Cystatin C is a small protein filtered by the kidneys whose blood level reflects glomerular filtration with much less dependence on muscle mass than creatinine. That makes cystatin C based eGFR especially useful when creatinine is likely to mislead, and the combined equation is the most accurate estimate available without a measured GFR study.
How it works
Both equations are the 2021 race-free CKD-EPI forms. The cystatin C only equation scales a base rate by how far cystatin C sits above or below a reference of 0.8 mg/L, then applies age and sex factors:
eGFR(cys) = 133 x min(Scys/0.8, 1)^-0.499
x max(Scys/0.8, 1)^-1.328
x 0.996^age
x (0.932 if female)
The combined equation uses both markers, with creatinine handled through sex-specific kappa and alpha constants, and is the most accurate of the three.

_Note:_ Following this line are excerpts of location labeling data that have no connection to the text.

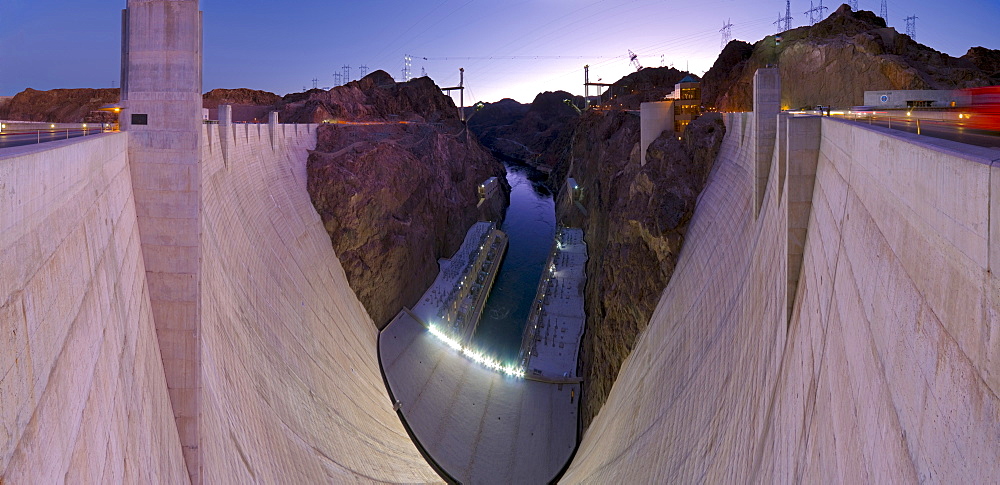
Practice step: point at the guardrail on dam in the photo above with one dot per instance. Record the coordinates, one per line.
(876, 361)
(290, 384)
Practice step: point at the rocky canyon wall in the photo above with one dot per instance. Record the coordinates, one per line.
(291, 384)
(634, 219)
(396, 184)
(883, 370)
(83, 396)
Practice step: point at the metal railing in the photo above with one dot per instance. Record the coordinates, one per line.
(19, 134)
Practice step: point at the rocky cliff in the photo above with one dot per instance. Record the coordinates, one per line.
(60, 105)
(395, 181)
(634, 219)
(248, 105)
(648, 84)
(835, 61)
(525, 133)
(240, 96)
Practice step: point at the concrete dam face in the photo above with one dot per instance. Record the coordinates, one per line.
(843, 330)
(833, 316)
(881, 368)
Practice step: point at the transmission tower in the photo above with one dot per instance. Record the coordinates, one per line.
(634, 59)
(407, 65)
(911, 26)
(727, 33)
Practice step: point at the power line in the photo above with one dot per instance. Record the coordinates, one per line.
(727, 33)
(911, 26)
(407, 66)
(528, 57)
(788, 15)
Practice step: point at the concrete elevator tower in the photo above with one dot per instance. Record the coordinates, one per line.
(161, 98)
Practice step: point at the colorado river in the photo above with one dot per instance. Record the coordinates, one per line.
(530, 225)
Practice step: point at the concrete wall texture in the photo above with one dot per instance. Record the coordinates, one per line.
(83, 396)
(886, 370)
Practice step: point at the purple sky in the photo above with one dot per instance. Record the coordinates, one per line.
(509, 48)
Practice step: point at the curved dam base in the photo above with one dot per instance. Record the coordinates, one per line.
(833, 317)
(478, 425)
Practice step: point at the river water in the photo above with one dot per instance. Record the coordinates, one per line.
(530, 224)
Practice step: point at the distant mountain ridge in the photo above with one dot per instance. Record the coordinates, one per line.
(835, 61)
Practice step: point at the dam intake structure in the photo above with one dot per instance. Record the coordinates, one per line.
(478, 417)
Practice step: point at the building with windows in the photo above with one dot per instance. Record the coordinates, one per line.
(674, 113)
(916, 98)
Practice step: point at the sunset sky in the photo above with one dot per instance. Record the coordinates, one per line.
(513, 48)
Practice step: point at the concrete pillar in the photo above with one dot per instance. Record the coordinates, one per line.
(272, 126)
(655, 117)
(766, 106)
(801, 140)
(161, 94)
(226, 138)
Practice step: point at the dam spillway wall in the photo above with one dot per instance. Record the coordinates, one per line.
(878, 362)
(292, 387)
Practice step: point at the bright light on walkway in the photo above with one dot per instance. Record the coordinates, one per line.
(476, 356)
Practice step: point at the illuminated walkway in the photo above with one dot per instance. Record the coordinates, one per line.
(479, 425)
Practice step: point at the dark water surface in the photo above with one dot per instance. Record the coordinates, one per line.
(530, 224)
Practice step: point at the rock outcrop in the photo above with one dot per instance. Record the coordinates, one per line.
(239, 96)
(647, 84)
(634, 219)
(61, 105)
(837, 60)
(525, 133)
(395, 181)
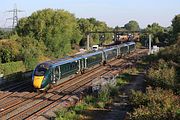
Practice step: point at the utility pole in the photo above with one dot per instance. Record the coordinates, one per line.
(150, 39)
(15, 15)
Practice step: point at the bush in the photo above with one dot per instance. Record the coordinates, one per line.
(158, 104)
(104, 95)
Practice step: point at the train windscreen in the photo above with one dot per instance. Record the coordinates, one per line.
(41, 70)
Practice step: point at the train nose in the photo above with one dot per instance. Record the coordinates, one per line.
(38, 81)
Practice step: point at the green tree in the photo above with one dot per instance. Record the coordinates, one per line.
(132, 26)
(156, 31)
(91, 24)
(58, 29)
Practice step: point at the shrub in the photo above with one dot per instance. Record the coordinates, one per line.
(162, 75)
(104, 94)
(160, 104)
(89, 99)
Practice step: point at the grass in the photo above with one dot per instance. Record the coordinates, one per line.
(97, 101)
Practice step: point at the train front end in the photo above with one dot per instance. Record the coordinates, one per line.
(41, 77)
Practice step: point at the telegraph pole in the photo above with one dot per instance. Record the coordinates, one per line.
(150, 39)
(15, 15)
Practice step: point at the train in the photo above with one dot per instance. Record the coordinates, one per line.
(55, 72)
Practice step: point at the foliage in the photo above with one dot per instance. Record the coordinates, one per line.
(9, 51)
(91, 24)
(57, 29)
(132, 26)
(162, 75)
(176, 25)
(156, 104)
(171, 53)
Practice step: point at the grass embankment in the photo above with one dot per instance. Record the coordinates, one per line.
(90, 105)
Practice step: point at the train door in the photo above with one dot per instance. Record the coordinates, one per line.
(56, 74)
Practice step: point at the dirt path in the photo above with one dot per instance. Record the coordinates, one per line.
(120, 106)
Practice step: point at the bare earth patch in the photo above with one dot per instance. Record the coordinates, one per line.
(120, 105)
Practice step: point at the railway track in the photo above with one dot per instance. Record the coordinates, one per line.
(30, 105)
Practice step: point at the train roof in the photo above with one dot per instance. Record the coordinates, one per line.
(110, 48)
(130, 43)
(65, 60)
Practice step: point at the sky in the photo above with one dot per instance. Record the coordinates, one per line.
(113, 12)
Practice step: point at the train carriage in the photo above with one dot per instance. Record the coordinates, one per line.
(93, 59)
(110, 53)
(57, 71)
(131, 46)
(123, 48)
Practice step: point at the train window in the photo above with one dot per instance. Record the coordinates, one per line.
(56, 72)
(40, 70)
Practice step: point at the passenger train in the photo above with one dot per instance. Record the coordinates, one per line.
(56, 71)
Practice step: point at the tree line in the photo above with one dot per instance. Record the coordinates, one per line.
(49, 34)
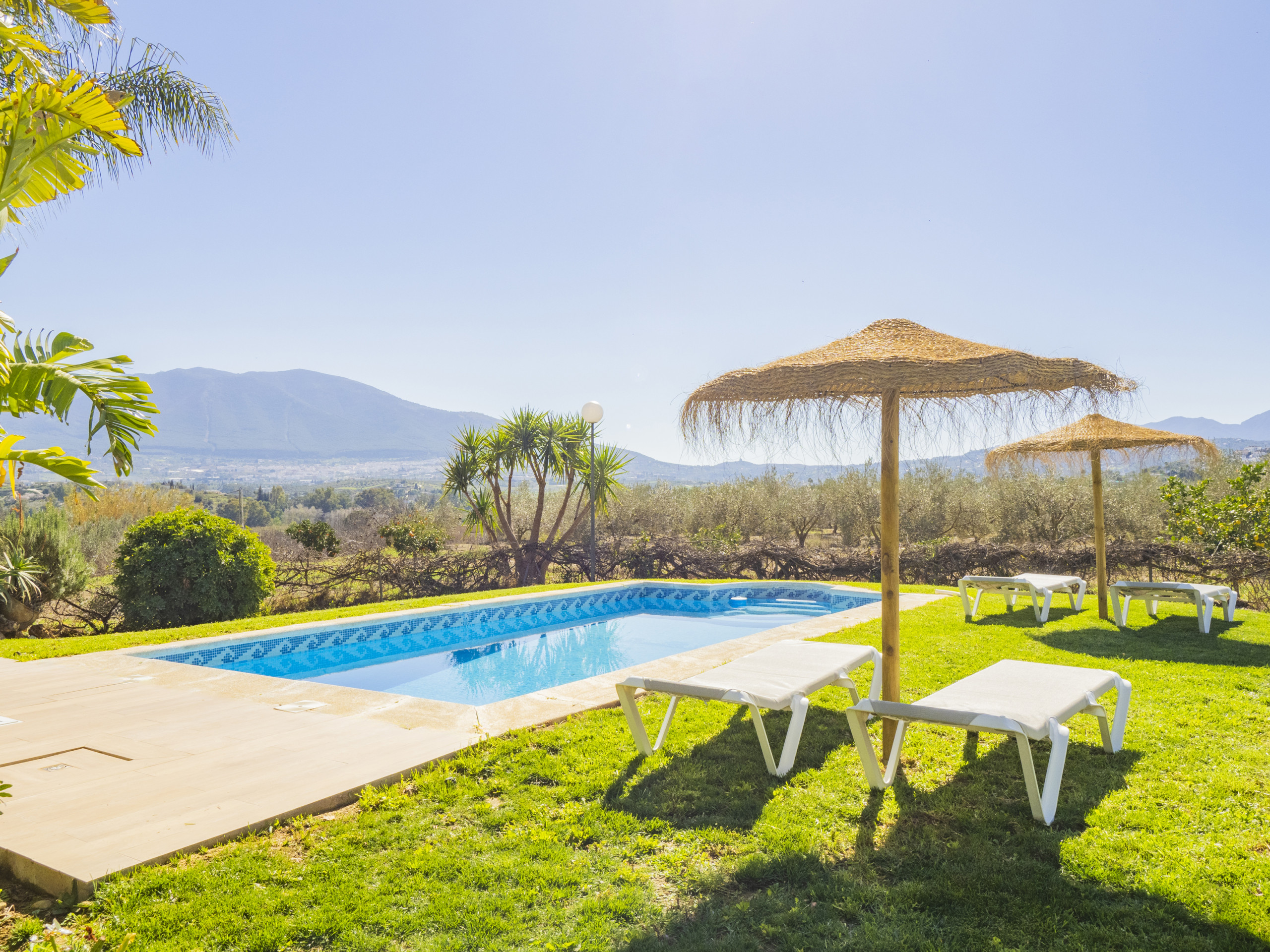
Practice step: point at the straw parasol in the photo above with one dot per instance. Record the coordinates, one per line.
(1087, 438)
(886, 365)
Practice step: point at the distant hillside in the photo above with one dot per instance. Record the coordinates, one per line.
(1254, 429)
(218, 425)
(278, 416)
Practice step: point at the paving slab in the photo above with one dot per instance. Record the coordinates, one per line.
(111, 772)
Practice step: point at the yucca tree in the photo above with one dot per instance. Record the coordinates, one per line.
(59, 127)
(552, 452)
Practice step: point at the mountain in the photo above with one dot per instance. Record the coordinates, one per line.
(219, 425)
(277, 416)
(645, 469)
(1255, 428)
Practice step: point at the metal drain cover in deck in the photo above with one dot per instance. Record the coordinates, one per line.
(300, 706)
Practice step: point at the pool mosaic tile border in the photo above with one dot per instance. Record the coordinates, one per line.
(455, 626)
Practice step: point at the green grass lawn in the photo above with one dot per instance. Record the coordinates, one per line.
(564, 838)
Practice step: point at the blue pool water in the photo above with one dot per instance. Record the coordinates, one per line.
(475, 655)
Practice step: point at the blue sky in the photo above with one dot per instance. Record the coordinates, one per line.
(480, 206)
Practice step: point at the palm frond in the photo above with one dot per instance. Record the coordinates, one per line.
(42, 381)
(163, 107)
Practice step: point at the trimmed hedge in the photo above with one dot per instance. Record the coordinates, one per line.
(190, 567)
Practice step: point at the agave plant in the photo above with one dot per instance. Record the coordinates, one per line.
(19, 578)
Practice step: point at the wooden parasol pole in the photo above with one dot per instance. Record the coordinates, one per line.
(889, 537)
(1100, 543)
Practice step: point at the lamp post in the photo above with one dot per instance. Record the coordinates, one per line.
(592, 413)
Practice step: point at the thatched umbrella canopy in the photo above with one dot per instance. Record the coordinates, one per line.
(888, 363)
(1086, 440)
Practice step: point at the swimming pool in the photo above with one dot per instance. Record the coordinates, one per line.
(477, 654)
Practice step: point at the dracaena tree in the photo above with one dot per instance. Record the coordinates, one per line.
(553, 456)
(73, 110)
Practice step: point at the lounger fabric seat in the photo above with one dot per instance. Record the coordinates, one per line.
(779, 677)
(1024, 700)
(1203, 597)
(1030, 584)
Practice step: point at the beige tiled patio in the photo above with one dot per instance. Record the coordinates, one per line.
(117, 760)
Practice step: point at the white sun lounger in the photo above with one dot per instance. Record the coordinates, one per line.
(1026, 584)
(1203, 597)
(1023, 700)
(779, 677)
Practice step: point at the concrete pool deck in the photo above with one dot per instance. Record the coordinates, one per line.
(117, 761)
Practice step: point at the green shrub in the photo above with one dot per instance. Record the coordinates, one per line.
(190, 567)
(414, 536)
(316, 536)
(48, 538)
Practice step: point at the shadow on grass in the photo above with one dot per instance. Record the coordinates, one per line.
(723, 782)
(1173, 638)
(1023, 616)
(960, 866)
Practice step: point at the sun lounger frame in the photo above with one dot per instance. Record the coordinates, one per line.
(1043, 800)
(798, 705)
(1203, 597)
(1026, 584)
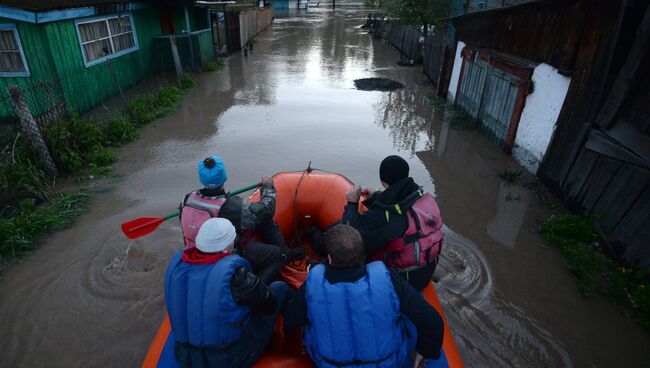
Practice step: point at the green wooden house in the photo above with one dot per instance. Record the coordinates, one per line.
(78, 53)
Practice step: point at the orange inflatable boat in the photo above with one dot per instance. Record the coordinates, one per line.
(303, 199)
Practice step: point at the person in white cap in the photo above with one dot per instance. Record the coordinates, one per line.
(221, 314)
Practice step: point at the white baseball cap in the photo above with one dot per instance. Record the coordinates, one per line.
(215, 235)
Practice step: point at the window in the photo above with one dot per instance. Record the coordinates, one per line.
(12, 58)
(106, 37)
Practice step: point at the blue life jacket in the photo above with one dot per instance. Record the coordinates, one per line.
(201, 307)
(355, 323)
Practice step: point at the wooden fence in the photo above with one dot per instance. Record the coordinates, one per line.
(252, 22)
(407, 40)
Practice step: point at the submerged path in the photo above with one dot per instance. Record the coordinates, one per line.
(90, 298)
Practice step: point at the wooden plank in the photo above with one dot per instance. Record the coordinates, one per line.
(627, 76)
(598, 184)
(618, 201)
(572, 188)
(633, 230)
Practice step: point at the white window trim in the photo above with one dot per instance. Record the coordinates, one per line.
(102, 59)
(26, 73)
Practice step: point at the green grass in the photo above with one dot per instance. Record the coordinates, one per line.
(77, 145)
(187, 81)
(512, 196)
(460, 119)
(149, 107)
(213, 65)
(119, 131)
(20, 171)
(510, 176)
(579, 243)
(433, 100)
(20, 232)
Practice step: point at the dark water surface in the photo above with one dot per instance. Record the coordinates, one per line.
(91, 298)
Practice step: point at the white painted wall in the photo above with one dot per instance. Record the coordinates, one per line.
(540, 114)
(455, 72)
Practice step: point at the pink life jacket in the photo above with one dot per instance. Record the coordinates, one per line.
(422, 241)
(194, 211)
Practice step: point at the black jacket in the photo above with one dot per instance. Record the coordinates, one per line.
(248, 215)
(427, 321)
(249, 291)
(383, 223)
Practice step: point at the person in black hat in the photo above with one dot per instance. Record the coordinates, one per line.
(402, 226)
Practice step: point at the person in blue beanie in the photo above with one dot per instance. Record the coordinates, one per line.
(266, 257)
(362, 315)
(220, 313)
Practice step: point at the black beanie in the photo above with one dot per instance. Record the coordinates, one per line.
(393, 169)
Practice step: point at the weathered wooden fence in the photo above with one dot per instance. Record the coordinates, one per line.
(407, 40)
(252, 22)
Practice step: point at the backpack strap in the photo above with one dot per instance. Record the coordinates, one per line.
(183, 203)
(417, 236)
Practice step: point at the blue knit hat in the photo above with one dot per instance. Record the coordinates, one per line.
(212, 172)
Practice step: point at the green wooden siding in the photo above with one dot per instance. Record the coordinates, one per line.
(40, 90)
(205, 46)
(58, 72)
(85, 88)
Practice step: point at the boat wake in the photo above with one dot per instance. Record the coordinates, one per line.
(490, 331)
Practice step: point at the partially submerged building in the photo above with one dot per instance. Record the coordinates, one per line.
(77, 53)
(564, 86)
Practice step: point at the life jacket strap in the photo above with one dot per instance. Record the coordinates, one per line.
(356, 363)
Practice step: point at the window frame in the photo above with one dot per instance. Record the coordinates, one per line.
(26, 73)
(114, 55)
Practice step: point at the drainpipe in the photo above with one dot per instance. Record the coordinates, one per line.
(189, 37)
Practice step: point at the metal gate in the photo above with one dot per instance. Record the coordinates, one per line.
(489, 96)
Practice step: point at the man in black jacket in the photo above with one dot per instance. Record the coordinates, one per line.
(221, 314)
(344, 279)
(269, 255)
(386, 218)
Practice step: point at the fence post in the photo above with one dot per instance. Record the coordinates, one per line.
(176, 57)
(31, 130)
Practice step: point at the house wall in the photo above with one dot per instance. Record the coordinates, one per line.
(455, 73)
(40, 90)
(540, 114)
(58, 71)
(85, 88)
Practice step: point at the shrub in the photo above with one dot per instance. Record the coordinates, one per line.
(510, 176)
(187, 81)
(213, 65)
(19, 170)
(19, 232)
(147, 108)
(77, 144)
(578, 241)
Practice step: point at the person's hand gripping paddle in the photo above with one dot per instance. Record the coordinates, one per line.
(145, 225)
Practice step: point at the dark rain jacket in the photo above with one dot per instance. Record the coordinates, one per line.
(427, 321)
(246, 216)
(383, 223)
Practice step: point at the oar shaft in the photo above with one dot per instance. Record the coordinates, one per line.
(245, 189)
(230, 194)
(146, 224)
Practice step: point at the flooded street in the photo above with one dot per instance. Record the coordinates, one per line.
(89, 297)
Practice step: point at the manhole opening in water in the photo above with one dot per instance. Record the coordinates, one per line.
(377, 84)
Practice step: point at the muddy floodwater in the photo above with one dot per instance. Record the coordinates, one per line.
(88, 297)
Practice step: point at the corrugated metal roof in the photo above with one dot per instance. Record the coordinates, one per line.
(40, 5)
(45, 5)
(521, 7)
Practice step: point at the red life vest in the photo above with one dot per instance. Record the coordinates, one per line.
(194, 211)
(422, 241)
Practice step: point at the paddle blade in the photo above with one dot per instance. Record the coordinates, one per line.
(141, 226)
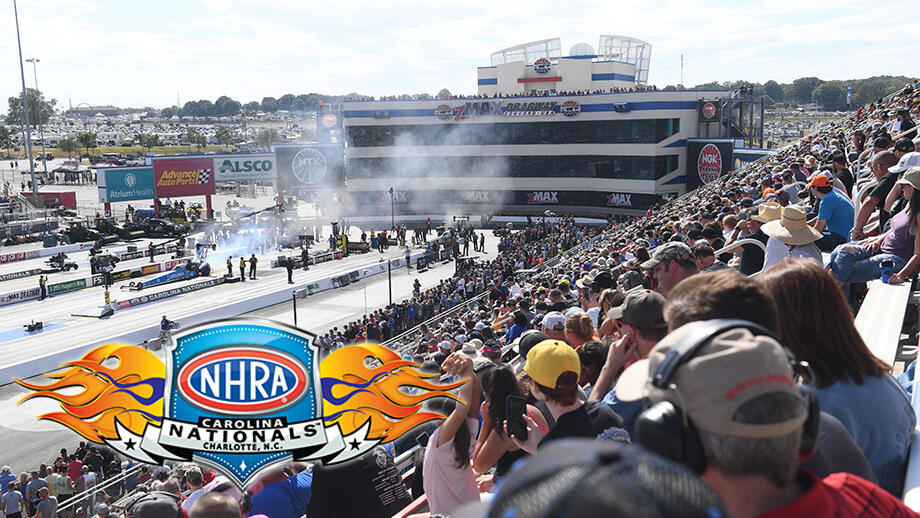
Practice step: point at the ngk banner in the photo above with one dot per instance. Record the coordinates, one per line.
(183, 176)
(708, 160)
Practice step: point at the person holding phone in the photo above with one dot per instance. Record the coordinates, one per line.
(447, 474)
(554, 368)
(495, 447)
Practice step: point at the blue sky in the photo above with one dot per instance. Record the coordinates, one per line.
(132, 53)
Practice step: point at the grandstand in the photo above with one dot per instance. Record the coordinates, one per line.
(556, 265)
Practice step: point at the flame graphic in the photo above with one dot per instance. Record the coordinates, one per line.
(130, 393)
(354, 393)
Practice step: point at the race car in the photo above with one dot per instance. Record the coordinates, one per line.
(191, 270)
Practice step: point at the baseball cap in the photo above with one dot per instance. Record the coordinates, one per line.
(642, 308)
(818, 180)
(549, 359)
(906, 162)
(528, 340)
(672, 251)
(554, 320)
(729, 370)
(584, 478)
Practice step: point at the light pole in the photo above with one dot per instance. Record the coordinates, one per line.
(41, 128)
(392, 210)
(25, 108)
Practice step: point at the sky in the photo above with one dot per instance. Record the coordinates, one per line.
(130, 53)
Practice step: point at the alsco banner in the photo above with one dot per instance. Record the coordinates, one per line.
(240, 167)
(125, 184)
(183, 176)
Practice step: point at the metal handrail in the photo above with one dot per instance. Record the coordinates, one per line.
(91, 493)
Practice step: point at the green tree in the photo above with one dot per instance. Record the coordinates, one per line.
(267, 137)
(269, 105)
(68, 145)
(773, 90)
(38, 107)
(831, 96)
(803, 87)
(224, 136)
(147, 140)
(87, 139)
(6, 138)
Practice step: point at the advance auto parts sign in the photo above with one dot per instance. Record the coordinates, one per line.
(183, 176)
(236, 168)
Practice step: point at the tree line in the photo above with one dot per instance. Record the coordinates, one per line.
(830, 95)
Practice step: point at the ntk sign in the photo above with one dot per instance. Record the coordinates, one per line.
(248, 167)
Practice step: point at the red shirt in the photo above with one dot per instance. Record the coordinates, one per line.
(841, 495)
(74, 469)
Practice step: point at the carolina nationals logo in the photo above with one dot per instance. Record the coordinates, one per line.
(241, 396)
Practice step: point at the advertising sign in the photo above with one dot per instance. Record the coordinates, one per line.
(125, 184)
(310, 167)
(56, 199)
(707, 160)
(235, 168)
(183, 176)
(244, 396)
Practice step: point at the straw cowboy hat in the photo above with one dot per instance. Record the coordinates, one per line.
(768, 212)
(792, 228)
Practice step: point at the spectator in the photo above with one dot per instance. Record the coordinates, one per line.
(852, 385)
(448, 477)
(900, 246)
(791, 237)
(375, 489)
(494, 447)
(285, 492)
(12, 503)
(670, 264)
(215, 505)
(554, 368)
(582, 478)
(578, 329)
(835, 213)
(745, 447)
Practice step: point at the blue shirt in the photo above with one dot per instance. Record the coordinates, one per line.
(284, 499)
(880, 418)
(837, 211)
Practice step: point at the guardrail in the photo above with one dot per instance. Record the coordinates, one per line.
(113, 488)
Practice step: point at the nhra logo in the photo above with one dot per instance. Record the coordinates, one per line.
(476, 196)
(542, 66)
(243, 380)
(709, 110)
(619, 200)
(242, 396)
(542, 197)
(709, 163)
(570, 108)
(444, 112)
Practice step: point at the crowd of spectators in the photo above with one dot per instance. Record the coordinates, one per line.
(738, 367)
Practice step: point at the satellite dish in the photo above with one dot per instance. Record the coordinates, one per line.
(581, 49)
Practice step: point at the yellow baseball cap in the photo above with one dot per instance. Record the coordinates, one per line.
(547, 360)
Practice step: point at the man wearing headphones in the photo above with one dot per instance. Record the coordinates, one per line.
(725, 403)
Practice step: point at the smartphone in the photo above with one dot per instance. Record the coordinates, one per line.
(422, 439)
(516, 406)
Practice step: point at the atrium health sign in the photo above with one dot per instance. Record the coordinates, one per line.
(126, 184)
(236, 168)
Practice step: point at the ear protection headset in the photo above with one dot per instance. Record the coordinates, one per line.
(665, 429)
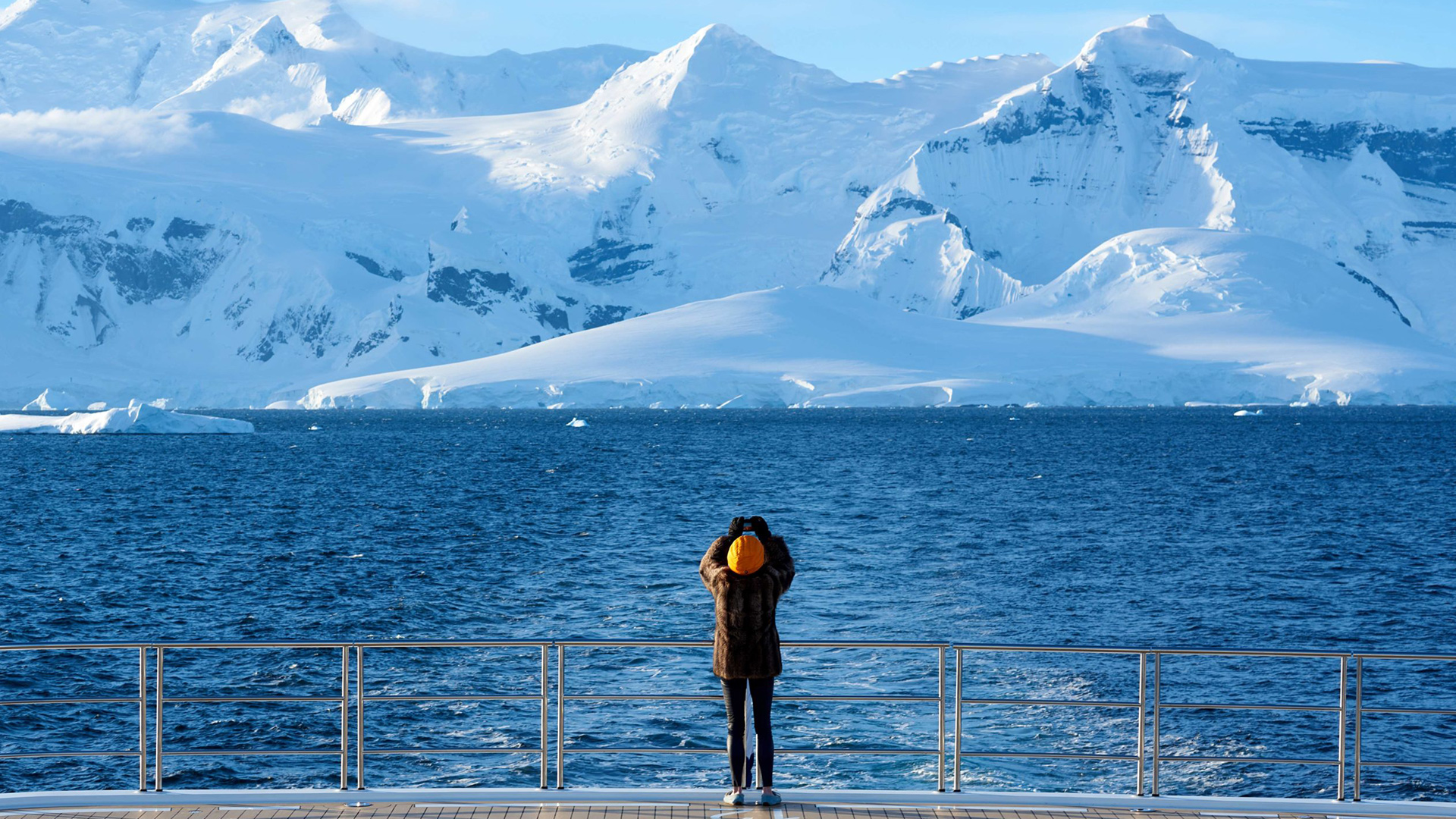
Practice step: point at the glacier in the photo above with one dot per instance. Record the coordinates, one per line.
(261, 203)
(134, 419)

Staging and when to prefer cystatin C
The result is mapped to KDIGO GFR categories: G1 at 90 or above, G2 from 60 to 89, G3a from 45 to 59, G3b from 30 to 44, G4 from 15 to 29, and G5 below 15. Reach for cystatin C or the combined equation when creatinine alone is suspect, for example in someone with very high or very low muscle mass, before high-stakes drug dosing, or to confirm chronic kidney disease found on a creatinine estimate. The combined equation is the recommended confirmatory tool because it draws on both markers at once.